Poseł PiS Michał Moskal był gościem programu Dzień Wschodzi. Mówił nam m.in. o bieżących sprawach w puławskich Azotach oraz PKP Cargo. Odniósł się do zarzutów kierowanych pod adresem jego partii przez obecnie rządzących. W kontekście wyborów prezydenckich przeanalizował opcje swojej partii na wystawienie kandydata, który mógłby zagrozić konkurentowi koalicji.
Pochodzący z Janowa Lubelskiego Michał Moskal został posłem po raz pierwszy w wyniku zeszłorocznych wyborów. Od początku swojej działalności w Sejmie zajął się sprawą PKP Cargo, którego problemy, jak twierdzi, wynikają ze złego zarządzania spółką za czasów nowego rządu.
W rozmowie z cyklu "Dzień Wschodzi" Moskal odniósł się również do groźby odebrania Prawu i Sprawiedliwości subwencji partyjnej. Jego zdaniem, jest to proces polityczny, który ma utrudnić działanie największej partii opozycyjnej.

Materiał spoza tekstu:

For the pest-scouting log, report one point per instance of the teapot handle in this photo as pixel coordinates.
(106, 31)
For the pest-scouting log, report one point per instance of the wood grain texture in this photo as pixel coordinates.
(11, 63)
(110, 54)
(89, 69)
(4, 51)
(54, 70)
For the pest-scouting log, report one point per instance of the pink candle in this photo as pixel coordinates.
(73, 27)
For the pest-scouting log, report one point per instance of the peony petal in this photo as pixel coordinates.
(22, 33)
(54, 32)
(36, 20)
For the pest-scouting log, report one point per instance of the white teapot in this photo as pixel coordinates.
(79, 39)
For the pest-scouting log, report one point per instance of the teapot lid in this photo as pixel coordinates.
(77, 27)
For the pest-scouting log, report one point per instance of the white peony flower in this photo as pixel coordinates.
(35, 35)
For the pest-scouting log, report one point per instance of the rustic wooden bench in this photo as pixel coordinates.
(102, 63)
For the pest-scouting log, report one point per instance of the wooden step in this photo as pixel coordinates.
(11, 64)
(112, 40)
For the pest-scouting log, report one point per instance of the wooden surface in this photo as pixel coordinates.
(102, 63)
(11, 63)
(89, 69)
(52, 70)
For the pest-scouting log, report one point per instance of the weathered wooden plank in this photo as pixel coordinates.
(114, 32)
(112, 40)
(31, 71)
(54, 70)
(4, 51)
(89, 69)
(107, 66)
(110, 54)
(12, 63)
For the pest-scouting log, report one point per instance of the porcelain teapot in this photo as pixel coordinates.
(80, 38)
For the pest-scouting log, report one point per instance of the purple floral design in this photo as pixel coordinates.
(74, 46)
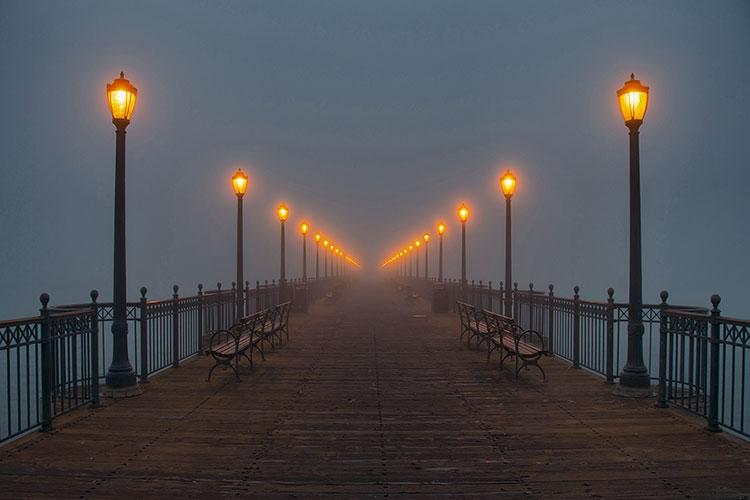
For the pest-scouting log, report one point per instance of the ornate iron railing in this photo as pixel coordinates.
(55, 362)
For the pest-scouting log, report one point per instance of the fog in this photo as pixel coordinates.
(373, 120)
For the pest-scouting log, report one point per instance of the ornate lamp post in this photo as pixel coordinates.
(121, 96)
(411, 247)
(463, 216)
(441, 231)
(239, 184)
(633, 99)
(283, 213)
(416, 258)
(317, 256)
(304, 228)
(426, 238)
(508, 187)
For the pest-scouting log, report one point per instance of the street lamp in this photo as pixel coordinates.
(426, 238)
(304, 228)
(121, 96)
(633, 99)
(239, 184)
(283, 213)
(317, 256)
(508, 187)
(463, 216)
(441, 231)
(416, 258)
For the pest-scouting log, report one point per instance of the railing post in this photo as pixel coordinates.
(94, 349)
(47, 363)
(661, 397)
(576, 326)
(176, 328)
(531, 306)
(551, 320)
(200, 318)
(713, 394)
(143, 307)
(610, 347)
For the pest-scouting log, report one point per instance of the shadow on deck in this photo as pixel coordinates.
(369, 400)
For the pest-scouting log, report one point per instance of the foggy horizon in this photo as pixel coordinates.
(372, 122)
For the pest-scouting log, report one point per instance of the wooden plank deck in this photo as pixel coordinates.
(369, 401)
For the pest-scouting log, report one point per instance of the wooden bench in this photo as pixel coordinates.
(526, 346)
(249, 334)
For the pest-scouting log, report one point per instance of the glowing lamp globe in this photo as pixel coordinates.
(283, 212)
(239, 182)
(633, 99)
(121, 98)
(508, 183)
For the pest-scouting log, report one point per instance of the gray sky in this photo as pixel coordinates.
(373, 120)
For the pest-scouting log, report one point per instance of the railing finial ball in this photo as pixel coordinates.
(715, 300)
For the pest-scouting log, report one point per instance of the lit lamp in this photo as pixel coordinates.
(441, 231)
(416, 258)
(463, 216)
(121, 97)
(304, 228)
(633, 100)
(283, 213)
(239, 184)
(508, 187)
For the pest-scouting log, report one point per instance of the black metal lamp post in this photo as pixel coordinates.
(121, 96)
(304, 228)
(317, 256)
(463, 216)
(633, 99)
(239, 183)
(283, 213)
(426, 238)
(441, 231)
(508, 187)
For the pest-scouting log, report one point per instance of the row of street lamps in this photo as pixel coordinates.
(633, 101)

Odnosząc się do zbliżających się wyborów prezydenckich, które odbędą się wczesnym latem przyszłego roku, Moskal zdradził, że lista kandydatów na kandydata PiS jest długa, ale partia jest coraz bliżej wyboru. Zdaniem polityka, jego partia ma wiele osób, które byłyby w stanie zebrać większość głosów wyborców szeroko pojętej prawicowej strony sceny politycznej.